As built, the feed is optimal for f/D = 0.35 Dishes, for deeper dishes, increasing the pitch of the helix will broaden the illumination cone. The focus of the dish should be set to the junction between the balun and the helix – see my 23cm EME Helix feed  page for more details.

IMPORTANT – Helix winding sense, LH or RH ?

The feed has been extensively bench tested (6 prototypes)  but since Es’Hail has yet to fire up, there may be a few changes to this page before I can finalize the design.

Descriptions given relating winding sense to left and right hand circular are often ambiguous, I am not certain I have the winding sense correct for the helix shown above and suggest waiting till it can be confirmed on air or perhaps build both a RH and a LH version, with a bit of practice it only takes 30 minutes to make one.
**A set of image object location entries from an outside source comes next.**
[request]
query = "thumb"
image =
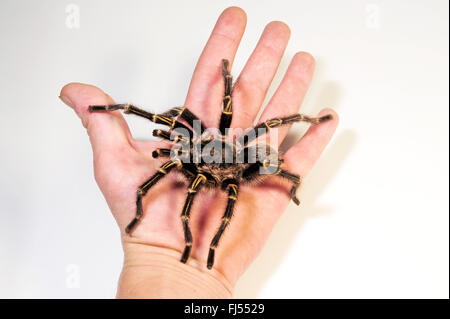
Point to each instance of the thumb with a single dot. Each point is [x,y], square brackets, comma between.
[107,131]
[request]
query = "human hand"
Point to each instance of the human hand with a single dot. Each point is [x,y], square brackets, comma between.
[121,164]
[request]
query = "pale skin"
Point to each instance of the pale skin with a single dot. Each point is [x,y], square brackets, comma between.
[121,163]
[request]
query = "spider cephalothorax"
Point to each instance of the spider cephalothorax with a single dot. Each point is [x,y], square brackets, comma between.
[212,160]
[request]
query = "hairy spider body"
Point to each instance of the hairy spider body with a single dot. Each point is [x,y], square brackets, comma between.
[212,161]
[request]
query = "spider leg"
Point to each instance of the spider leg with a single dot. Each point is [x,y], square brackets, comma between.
[227,112]
[255,169]
[131,109]
[143,189]
[165,152]
[264,127]
[166,135]
[232,197]
[185,215]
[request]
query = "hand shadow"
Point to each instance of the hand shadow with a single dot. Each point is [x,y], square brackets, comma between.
[285,231]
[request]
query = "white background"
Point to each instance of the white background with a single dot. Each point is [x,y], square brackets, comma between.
[374,219]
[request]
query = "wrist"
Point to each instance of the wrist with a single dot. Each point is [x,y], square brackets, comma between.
[156,272]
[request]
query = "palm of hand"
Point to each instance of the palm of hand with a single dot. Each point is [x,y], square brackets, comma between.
[121,163]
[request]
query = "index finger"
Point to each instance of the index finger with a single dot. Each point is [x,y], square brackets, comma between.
[206,89]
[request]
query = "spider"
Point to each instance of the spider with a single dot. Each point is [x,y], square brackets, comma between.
[248,162]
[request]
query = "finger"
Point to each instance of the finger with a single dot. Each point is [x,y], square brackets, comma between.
[301,157]
[107,130]
[206,89]
[291,92]
[254,81]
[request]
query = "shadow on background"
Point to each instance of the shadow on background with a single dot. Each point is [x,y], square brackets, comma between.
[292,221]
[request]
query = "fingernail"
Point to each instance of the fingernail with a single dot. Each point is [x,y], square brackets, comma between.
[66,100]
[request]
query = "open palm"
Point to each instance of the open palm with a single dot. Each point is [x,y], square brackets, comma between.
[122,164]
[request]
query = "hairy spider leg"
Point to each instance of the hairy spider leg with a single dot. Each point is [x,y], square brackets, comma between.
[227,111]
[156,118]
[254,170]
[276,122]
[143,189]
[232,197]
[185,215]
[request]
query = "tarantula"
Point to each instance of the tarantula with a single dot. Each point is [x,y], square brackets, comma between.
[228,163]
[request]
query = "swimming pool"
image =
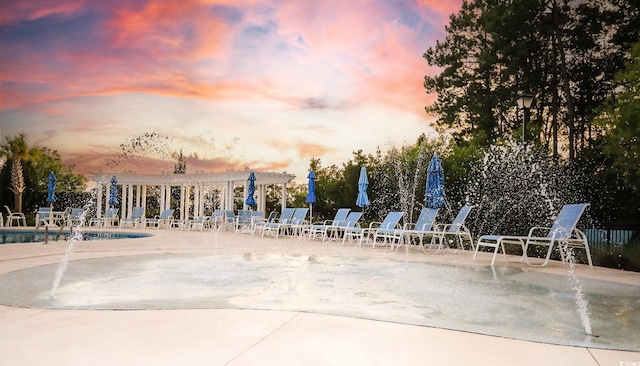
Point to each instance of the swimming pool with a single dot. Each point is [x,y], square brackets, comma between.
[28,236]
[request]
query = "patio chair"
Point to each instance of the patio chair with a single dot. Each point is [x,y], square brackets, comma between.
[337,230]
[260,222]
[563,233]
[229,220]
[421,228]
[456,229]
[277,224]
[161,221]
[15,216]
[199,223]
[298,222]
[75,218]
[243,221]
[320,228]
[135,219]
[110,218]
[383,230]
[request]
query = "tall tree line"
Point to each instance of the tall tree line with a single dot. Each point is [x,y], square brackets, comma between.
[575,57]
[564,52]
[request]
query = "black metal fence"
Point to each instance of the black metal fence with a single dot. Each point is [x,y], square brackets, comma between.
[614,238]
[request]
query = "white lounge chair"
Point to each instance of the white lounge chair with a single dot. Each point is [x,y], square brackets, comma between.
[110,218]
[259,223]
[135,219]
[424,226]
[320,228]
[338,228]
[48,218]
[457,229]
[161,221]
[244,221]
[274,227]
[75,218]
[15,216]
[199,223]
[229,219]
[379,230]
[298,222]
[563,233]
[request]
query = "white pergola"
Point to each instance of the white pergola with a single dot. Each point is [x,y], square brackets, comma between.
[134,189]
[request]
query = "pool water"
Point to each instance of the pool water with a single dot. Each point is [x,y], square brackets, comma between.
[25,236]
[505,302]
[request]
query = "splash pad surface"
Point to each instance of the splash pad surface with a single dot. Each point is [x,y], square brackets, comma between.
[506,302]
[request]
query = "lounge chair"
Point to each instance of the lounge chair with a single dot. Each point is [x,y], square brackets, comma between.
[336,230]
[135,219]
[243,221]
[456,229]
[216,219]
[110,218]
[229,219]
[199,223]
[274,227]
[297,224]
[563,233]
[379,230]
[320,228]
[161,221]
[421,228]
[259,223]
[15,216]
[48,218]
[75,218]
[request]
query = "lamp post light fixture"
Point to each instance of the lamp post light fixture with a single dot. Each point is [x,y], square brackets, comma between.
[524,102]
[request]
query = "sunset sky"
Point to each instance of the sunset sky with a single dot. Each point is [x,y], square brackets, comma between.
[125,85]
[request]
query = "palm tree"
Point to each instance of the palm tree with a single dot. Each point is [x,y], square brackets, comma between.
[15,149]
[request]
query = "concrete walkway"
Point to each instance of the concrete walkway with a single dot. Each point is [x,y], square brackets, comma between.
[33,336]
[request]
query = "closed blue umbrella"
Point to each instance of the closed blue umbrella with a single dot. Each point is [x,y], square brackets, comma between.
[311,192]
[363,183]
[251,191]
[113,191]
[51,187]
[434,195]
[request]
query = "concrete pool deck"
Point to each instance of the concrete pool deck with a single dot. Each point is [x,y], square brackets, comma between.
[33,336]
Hope to see you on Es’hail soon,     73’s     …….Graham, G8HAJ

——————— Additional information added 30/1/2019 ———


I do not have a proper RF test range and it’s far too cold to do the measurements outside, however the following may at least give an indicator of performance :-

Transmission tests :-

Gain – a pair of feeds were compared to a pair of dipoles at the same separation, the feeds giving around 5 dB more signal. Thus the feed has a gain of around +2.5dBd (or 4.5dBi).

Circularity –  One feed was axially rotated through 360 deg relative to the other, no significant variation in signal strength was seen, ie.  there was no nulling and the level remained constant within 1dB, ie. the polarization circularity appears to be good.

Beamwidth tests :-

hard to measure accurately in a reflective environment, however the following estimates were obtained by stretching / compressing the helix to different lengths :-

helix length – 7cm,   -6dB beamwidth of around 140 deg ( good for f/D rations 0.35 to 0.4)
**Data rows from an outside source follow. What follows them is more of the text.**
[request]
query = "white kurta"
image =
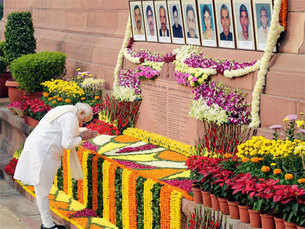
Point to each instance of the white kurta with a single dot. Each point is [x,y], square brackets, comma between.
[48,138]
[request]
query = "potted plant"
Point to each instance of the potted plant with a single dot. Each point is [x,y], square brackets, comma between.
[33,69]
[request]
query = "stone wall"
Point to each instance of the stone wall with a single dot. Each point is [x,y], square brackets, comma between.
[90,32]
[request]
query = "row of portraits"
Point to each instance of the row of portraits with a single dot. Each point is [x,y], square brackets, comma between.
[242,24]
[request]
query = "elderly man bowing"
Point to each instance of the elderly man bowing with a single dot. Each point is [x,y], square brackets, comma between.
[41,155]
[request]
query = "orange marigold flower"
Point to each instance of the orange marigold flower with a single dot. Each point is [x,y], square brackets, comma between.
[277,171]
[228,155]
[265,168]
[255,159]
[288,176]
[301,180]
[45,94]
[245,159]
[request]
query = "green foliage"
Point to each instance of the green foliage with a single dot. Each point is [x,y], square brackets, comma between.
[100,205]
[118,197]
[140,202]
[33,69]
[2,45]
[3,64]
[19,35]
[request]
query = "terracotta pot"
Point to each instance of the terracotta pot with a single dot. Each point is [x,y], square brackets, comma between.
[206,199]
[197,195]
[290,225]
[223,205]
[255,219]
[215,204]
[3,89]
[279,223]
[267,221]
[30,121]
[233,209]
[243,214]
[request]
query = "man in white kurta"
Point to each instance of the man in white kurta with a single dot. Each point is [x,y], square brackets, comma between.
[41,156]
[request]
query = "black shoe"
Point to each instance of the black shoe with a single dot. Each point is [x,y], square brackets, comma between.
[54,227]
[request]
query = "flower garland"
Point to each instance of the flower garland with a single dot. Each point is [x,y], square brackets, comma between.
[175,209]
[106,209]
[125,198]
[275,30]
[159,140]
[148,216]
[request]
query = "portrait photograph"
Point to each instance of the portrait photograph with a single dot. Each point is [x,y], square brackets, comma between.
[162,21]
[244,24]
[137,20]
[150,21]
[207,23]
[176,22]
[191,25]
[262,15]
[225,25]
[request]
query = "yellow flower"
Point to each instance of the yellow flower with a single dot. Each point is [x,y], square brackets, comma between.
[245,159]
[288,176]
[228,155]
[255,159]
[301,180]
[45,94]
[277,171]
[265,168]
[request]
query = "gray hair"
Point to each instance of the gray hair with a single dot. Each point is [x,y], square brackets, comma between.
[84,111]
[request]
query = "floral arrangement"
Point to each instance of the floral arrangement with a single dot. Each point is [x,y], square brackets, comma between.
[232,101]
[206,218]
[159,140]
[122,114]
[103,128]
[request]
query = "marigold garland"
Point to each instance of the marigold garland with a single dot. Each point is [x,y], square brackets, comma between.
[165,196]
[94,183]
[175,209]
[125,198]
[106,210]
[148,213]
[85,179]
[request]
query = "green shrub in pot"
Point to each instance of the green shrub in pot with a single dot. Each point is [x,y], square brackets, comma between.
[33,69]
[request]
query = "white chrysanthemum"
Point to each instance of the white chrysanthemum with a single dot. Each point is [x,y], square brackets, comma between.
[214,113]
[125,94]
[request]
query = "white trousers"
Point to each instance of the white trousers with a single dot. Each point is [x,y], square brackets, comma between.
[42,190]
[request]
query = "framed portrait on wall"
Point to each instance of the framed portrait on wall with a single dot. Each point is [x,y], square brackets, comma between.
[162,21]
[225,24]
[190,18]
[150,21]
[137,21]
[244,24]
[176,21]
[207,23]
[262,19]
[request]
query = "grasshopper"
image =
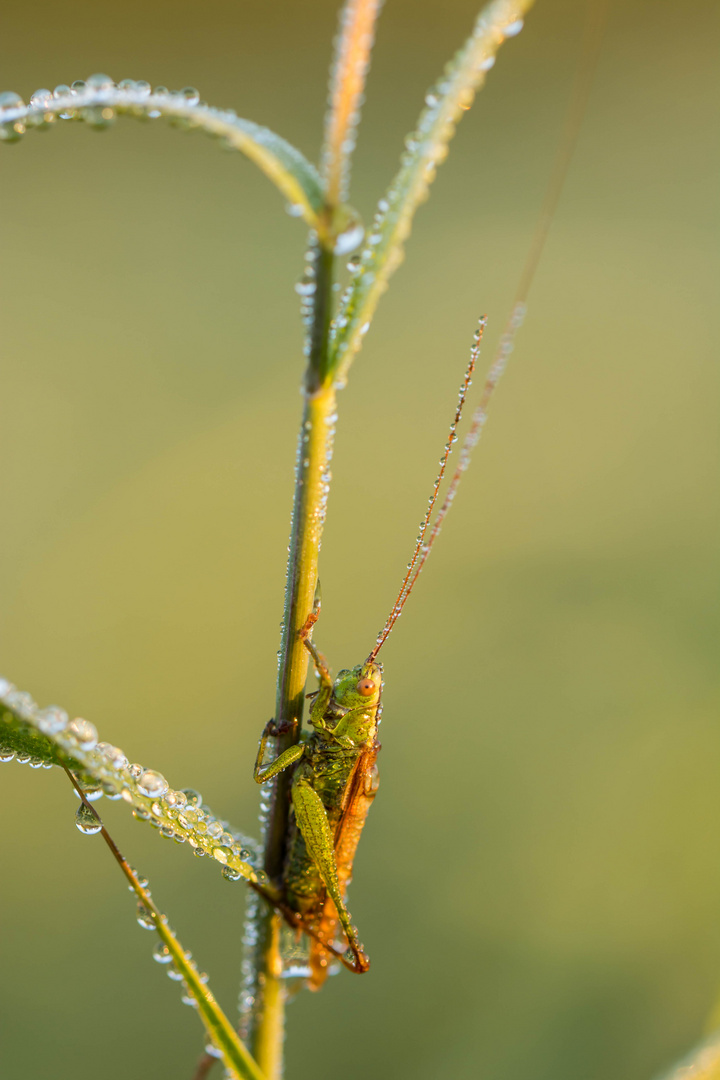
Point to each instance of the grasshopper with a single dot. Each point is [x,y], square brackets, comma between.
[335,778]
[336,775]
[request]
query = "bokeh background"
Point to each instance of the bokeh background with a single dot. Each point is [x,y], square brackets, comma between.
[539,885]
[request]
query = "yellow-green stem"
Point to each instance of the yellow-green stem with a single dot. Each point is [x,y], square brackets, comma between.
[311,490]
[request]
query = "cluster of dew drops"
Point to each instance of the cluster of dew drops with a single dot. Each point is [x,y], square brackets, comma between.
[177,814]
[79,102]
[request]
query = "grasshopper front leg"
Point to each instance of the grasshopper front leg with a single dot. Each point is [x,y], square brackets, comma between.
[288,757]
[315,828]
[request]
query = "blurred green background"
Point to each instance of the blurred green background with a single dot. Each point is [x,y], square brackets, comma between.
[539,885]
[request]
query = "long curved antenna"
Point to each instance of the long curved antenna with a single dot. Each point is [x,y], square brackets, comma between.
[595,23]
[420,547]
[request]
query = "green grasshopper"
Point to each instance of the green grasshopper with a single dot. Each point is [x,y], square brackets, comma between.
[336,775]
[335,778]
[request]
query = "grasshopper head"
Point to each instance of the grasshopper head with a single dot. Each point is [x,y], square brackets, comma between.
[360,687]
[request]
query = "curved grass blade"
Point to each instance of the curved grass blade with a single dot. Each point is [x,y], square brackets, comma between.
[225,1039]
[425,149]
[46,737]
[98,100]
[703,1063]
[348,76]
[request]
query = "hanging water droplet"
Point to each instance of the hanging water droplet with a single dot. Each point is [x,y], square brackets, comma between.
[161,954]
[145,917]
[193,797]
[41,98]
[10,100]
[83,732]
[152,783]
[52,719]
[86,820]
[351,237]
[513,28]
[99,82]
[231,874]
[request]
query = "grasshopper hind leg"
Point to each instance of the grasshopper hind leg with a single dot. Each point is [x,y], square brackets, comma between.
[312,822]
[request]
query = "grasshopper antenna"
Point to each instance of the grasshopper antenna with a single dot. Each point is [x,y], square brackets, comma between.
[595,24]
[420,547]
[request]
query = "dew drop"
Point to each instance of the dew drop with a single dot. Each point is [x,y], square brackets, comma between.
[99,82]
[86,820]
[52,719]
[83,732]
[350,238]
[231,874]
[145,917]
[10,100]
[193,797]
[152,783]
[161,954]
[41,97]
[513,29]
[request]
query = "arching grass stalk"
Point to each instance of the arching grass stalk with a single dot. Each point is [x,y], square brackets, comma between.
[266,996]
[219,1029]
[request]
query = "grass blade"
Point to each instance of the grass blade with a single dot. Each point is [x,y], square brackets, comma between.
[98,100]
[352,59]
[235,1055]
[426,148]
[703,1063]
[46,737]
helix length – 10cm,  -6dB beamwidth of around 160 deg (good for f/D rations 0.3 to 0.35)

helix length – 13cm,  -6dB beamwidth of around 180 deg (good for f/D ratios 0.25 (focal plane dishes) to 0.3)

-6dB in beamwidth corresponds  to a -10dB edge illumination (max gain) since there is an additional -4dB spreading loss to the edge at these low f/D ratios.

It was not possible to obtain any reliable indication of side/back lobe levels due to signal reflections in the room.

Important – Winding sense update

After posting details on the Amsat-dl forum, I received the very useful suggestion from Remco PA3FYM, that since my 23cm helix works well for EME receive which is LHCP  and it is LH tread wound , Es’hail, which requires RHCP, should be right hand thread wound (obvious really – just didn’t think of it). So it appears all the above photos have the wrong winding sense and a right hand thread wound helix should be correct for Es’hail – Thanks Remco.